This blog post explains the Pass Expectation Model built by UnravelSports.com.
During the break of the friendly international match between The Netherlands and Belgium on November 9th 2016 Jordi Clasie was subject to several unfriendly tweets asking Dutch head coach Blind to substitute him. The reason? His pass success rate was just 66% in the first half.
While at a first glance this seems like a reasonable proposal, I don’t think subbing someone just for his pass accuracy is the right approach. What if Jordi Clasie had a pass success rate of 95% in the first half, instead of 66%, but passed all his passes back to the goalkeeper? This is clearly a higher success rate, but does not line up with his strategic requirements of assisting Bas Dost or Vincent Janssen. And what if Jordi Clasie attempted to find either striker with every single pass he played? If that was the case, 66% pass success must be great, resulting in a lot of potential scoring opportunities for the Netherlands.
To see if we can counter the ambiguity inherently present in the regular pass success rate metric we set out to find a better way to go about judging players’ passing performance.
7,000,000 Pass Baseline
To do this we first analyzed 7,000,000 passes played during 23 seasons in the Eredivisie, Premier League, Serie A, La Liga, Ligue 1 and the Bundesliga between 2012 and 2016 (unfortunately we do not have the specific match data for the international match between The Netherlands and Belgium). From this we can clearly see (Figure 1) that it is inherently harder to pass a ball forward than it is to pass a ball backwards (on an arbitrary location on the pitch) ánd in Figure 2 we can see that (very) long passes (above 30 meters) and very short passes (below 3 meters) are more than twice as unsuccessful as medium length passes. Furthermore we found that it is also inherently more difficult to make passes on specific areas of the pitch (e.g. the closer the pass is made to the opponents’ goal, the lower the success rate). This implies that if Clasie passed all his balls forward, or perhaps longer than 30 meters, 66% might not even be such a bad number.
Now that we’ve got this out the way, we can create a model wherein every pass made by a player during a match is compared to passes with similar characteristics (direction, length, location). This gives us an expected pass value for each type of pass – the average of all similar passes made within the 7,000,000 pass data set. Now we compared each pass made in the current season of the English Premier League to between 28,000 and 50 historical passes that are similar to the pass in question. This expected pass value is compared to the success of the actual pass (either 0 [failed] or 1 [success]) to see whether or not a player passed better or worse than could be expected from him during a game (or season) given the exact type of passes he made.
Interactive Analysis Tool
Over a given season a players’ specific pass performance might look something like Figure 3. Here we see Cesar Azpilicueta’s pass performance for the first 18 matches of the ’16/17 Premier League season. We can easily see that Azpilicueta is a very prolific passer, performing above expectation for 17 out of 18 matches (everywhere the orange line lies above the black line). The only match Azpilicueta passed below expectation (by 1%) was in a home match against Manchester United.

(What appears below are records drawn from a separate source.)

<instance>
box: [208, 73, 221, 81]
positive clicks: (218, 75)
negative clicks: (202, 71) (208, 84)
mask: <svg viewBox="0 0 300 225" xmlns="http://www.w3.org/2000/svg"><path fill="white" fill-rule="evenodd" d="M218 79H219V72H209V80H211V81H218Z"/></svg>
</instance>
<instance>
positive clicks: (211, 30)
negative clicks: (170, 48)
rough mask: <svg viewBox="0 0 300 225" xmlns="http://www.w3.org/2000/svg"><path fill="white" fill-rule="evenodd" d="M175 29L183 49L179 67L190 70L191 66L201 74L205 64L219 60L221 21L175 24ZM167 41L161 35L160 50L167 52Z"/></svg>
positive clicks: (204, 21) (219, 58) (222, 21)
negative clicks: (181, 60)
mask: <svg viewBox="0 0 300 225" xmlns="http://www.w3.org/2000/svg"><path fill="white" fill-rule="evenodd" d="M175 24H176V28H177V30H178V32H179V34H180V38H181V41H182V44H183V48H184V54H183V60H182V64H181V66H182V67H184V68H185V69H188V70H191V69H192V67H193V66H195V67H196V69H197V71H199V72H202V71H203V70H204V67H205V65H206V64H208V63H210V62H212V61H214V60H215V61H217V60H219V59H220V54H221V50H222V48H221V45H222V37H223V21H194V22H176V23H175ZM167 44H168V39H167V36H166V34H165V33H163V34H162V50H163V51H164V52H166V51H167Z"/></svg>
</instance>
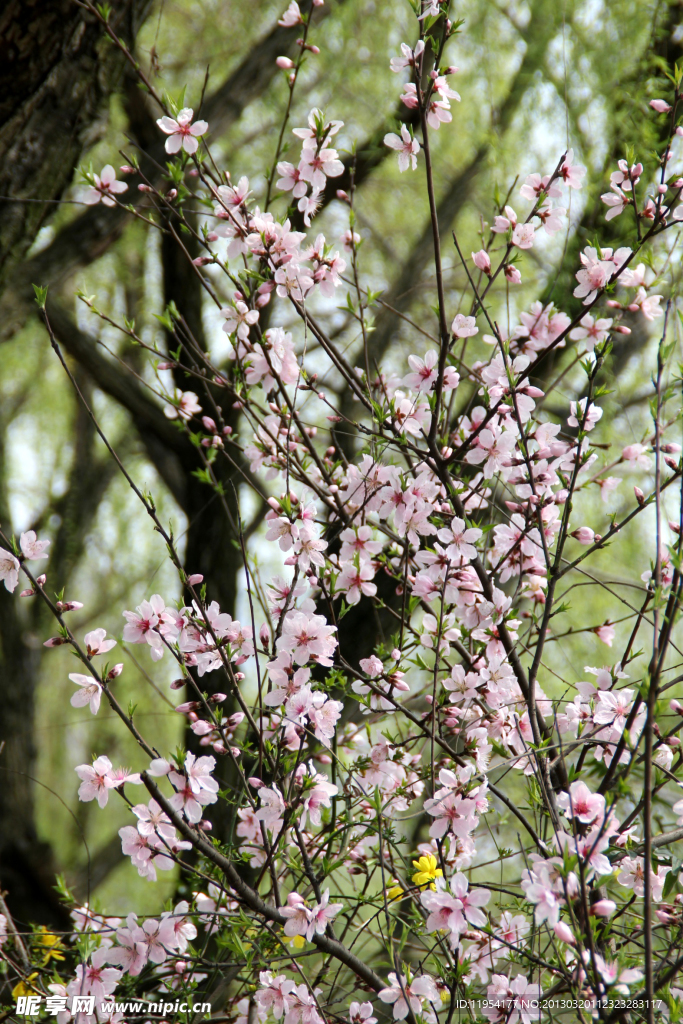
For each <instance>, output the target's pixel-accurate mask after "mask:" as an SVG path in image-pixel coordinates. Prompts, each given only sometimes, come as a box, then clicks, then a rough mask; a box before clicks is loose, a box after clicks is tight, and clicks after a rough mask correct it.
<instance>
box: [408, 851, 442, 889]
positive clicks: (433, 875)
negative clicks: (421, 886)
mask: <svg viewBox="0 0 683 1024" xmlns="http://www.w3.org/2000/svg"><path fill="white" fill-rule="evenodd" d="M413 867H417V871H416V872H415V874H414V876H413V881H414V882H415V884H416V886H429V888H430V889H436V886H435V885H434V879H440V878H441V876H442V874H443V871H442V870H441V868H440V867H437V866H436V857H434V856H433V854H431V853H429V854H427V856H424V857H420V859H419V860H414V861H413Z"/></svg>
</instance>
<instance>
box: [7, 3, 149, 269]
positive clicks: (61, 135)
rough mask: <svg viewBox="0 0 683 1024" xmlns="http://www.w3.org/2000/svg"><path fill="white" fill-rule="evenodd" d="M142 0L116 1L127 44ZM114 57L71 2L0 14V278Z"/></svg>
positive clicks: (15, 253)
mask: <svg viewBox="0 0 683 1024" xmlns="http://www.w3.org/2000/svg"><path fill="white" fill-rule="evenodd" d="M150 7H151V0H120V2H119V3H116V4H114V5H113V11H112V26H113V28H114V29H115V31H116V32H117V34H118V35H119V36H120V37H123V39H124V40H126V41H127V42H130V43H132V41H134V39H135V35H136V33H137V30H138V28H139V26H140V24H141V23H142V20H143V19H144V17H145V15H146V14H147V12H148V10H150ZM123 63H124V57H123V55H122V54H121V53H120V51H118V50H117V49H115V47H114V46H113V45H112V44H111V43H110V42H109V40H105V39H104V34H103V32H102V28H101V26H100V24H99V22H98V20H97V19H96V18H95V17H94V16H92V15H91V14H89V13H88V12H87V11H84V10H83V8H81V7H79V6H78V5H77V4H75V3H74V2H73V0H8V2H7V3H5V6H4V9H3V10H2V13H0V197H3V198H2V199H0V280H1V279H3V278H5V275H6V274H7V272H8V270H9V268H10V266H11V265H13V264H14V263H16V261H17V260H19V259H22V257H23V256H24V255H25V254H26V251H27V250H28V248H29V246H30V245H31V244H32V242H33V240H34V239H35V237H36V234H37V232H38V230H39V229H40V227H41V225H42V224H43V223H44V221H45V220H46V218H47V217H48V216H49V215H50V214H51V213H52V212H53V211H54V205H53V203H52V202H50V201H54V200H58V199H59V198H60V197H61V195H62V193H63V190H65V188H66V187H67V186H68V185H69V184H70V183H71V180H72V178H73V175H74V169H75V168H76V166H77V164H78V161H79V160H80V158H81V153H82V152H83V147H84V145H85V144H86V143H91V142H92V140H93V135H94V133H95V132H96V123H97V120H98V118H99V117H100V114H101V111H102V105H103V103H104V100H105V99H106V97H108V95H109V94H110V93H111V92H112V90H113V88H114V87H115V86H116V84H117V80H118V77H119V75H120V72H121V69H122V68H123Z"/></svg>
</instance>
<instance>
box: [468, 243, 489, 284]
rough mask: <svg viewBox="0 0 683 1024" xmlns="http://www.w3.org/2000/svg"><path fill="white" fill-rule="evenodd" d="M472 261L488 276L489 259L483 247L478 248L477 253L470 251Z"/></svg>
mask: <svg viewBox="0 0 683 1024" xmlns="http://www.w3.org/2000/svg"><path fill="white" fill-rule="evenodd" d="M472 261H473V263H474V265H475V266H476V267H477V268H478V269H479V270H482V271H483V272H484V273H485V274H486V276H488V278H490V259H489V257H488V253H487V252H486V250H485V249H480V250H479V252H478V253H472Z"/></svg>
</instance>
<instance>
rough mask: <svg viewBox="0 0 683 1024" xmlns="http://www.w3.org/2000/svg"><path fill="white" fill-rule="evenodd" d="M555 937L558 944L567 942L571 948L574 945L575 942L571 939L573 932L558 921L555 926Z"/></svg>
mask: <svg viewBox="0 0 683 1024" xmlns="http://www.w3.org/2000/svg"><path fill="white" fill-rule="evenodd" d="M555 935H556V936H557V938H558V939H559V940H560V942H568V943H570V944H571V945H572V946H573V945H575V942H577V940H575V939H574V937H573V932H572V931H571V929H570V928H569V926H568V925H565V924H564V922H563V921H558V922H557V924H556V925H555Z"/></svg>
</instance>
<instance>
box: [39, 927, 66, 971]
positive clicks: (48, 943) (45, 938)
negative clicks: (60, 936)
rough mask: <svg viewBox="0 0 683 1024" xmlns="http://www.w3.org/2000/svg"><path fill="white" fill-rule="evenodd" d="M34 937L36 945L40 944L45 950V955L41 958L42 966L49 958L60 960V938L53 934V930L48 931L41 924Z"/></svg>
mask: <svg viewBox="0 0 683 1024" xmlns="http://www.w3.org/2000/svg"><path fill="white" fill-rule="evenodd" d="M35 939H36V940H37V944H38V946H42V947H43V949H44V950H45V956H44V958H43V967H45V965H46V964H49V962H50V961H51V959H55V961H62V959H63V955H62V950H63V946H62V945H61V939H60V938H59V936H58V935H54V933H53V932H48V930H47V929H46V928H45V926H44V925H41V926H40V928H39V929H37V931H36V935H35Z"/></svg>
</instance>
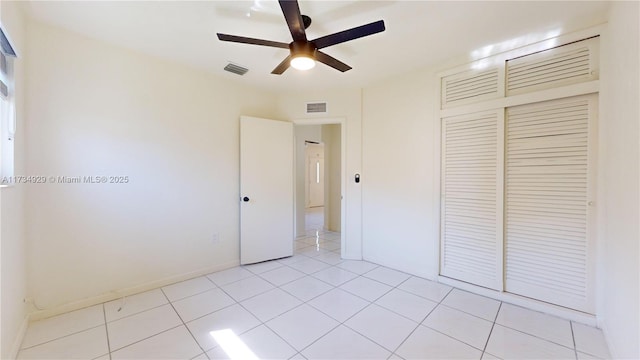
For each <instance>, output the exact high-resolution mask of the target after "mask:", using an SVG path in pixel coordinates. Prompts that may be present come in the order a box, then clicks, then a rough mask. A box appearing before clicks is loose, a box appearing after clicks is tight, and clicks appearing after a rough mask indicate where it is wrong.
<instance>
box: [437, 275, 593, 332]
mask: <svg viewBox="0 0 640 360" xmlns="http://www.w3.org/2000/svg"><path fill="white" fill-rule="evenodd" d="M437 281H438V282H439V283H442V284H446V285H450V286H453V287H455V288H458V289H461V290H465V291H469V292H472V293H474V294H478V295H482V296H486V297H488V298H492V299H496V300H499V301H503V302H506V303H509V304H513V305H517V306H522V307H524V308H527V309H530V310H534V311H538V312H542V313H545V314H549V315H553V316H557V317H561V318H563V319H567V320H571V321H575V322H579V323H582V324H585V325H589V326H597V321H596V320H597V319H596V316H595V315H592V314H587V313H584V312H581V311H577V310H572V309H569V308H565V307H562V306H558V305H553V304H550V303H546V302H543V301H539V300H535V299H530V298H527V297H523V296H519V295H515V294H510V293H505V292H500V291H496V290H491V289H487V288H484V287H481V286H477V285H473V284H469V283H466V282H463V281H459V280H455V279H451V278H448V277H444V276H438V279H437Z"/></svg>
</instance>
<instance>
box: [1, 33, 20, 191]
mask: <svg viewBox="0 0 640 360" xmlns="http://www.w3.org/2000/svg"><path fill="white" fill-rule="evenodd" d="M5 34H6V33H5V31H4V29H0V46H1V51H0V154H1V158H0V176H1V177H2V179H3V185H8V184H11V183H12V181H10V180H9V179H10V178H11V177H12V176H14V142H15V134H16V110H15V81H14V71H13V65H14V64H13V59H14V58H15V52H14V50H13V47H12V46H11V44H10V42H9V40H8V39H7V37H6V36H5ZM5 180H7V181H5Z"/></svg>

From this graph we can furthermore gather that Azpilicueta is a very consistent risk taker, with an expected pass success of close to 80% across all but one match (72% against Tottenham Hotspur).
Now that we know the pass performance for every player in every match during the season we can take the weighted average of both the expected and actual pass success rates and plot them on a scatter plot. Figure 4 shows 303 players in the English Premier League. Every circle indicates the average actual/expected success percentage over the whole season for one player. The nodes in the green part of the graph perform better than expected and all the squares in the red part of the graph perform worse than expected.
The further a player is away from the central divide (the black line) the better/worse the player performs.
The risk a player takes with his passes can be read from the expected pass success percentage. The closer the expected success percentage of a players passing is to zero, the more risk he takes, because we expect less of his passes to arrive.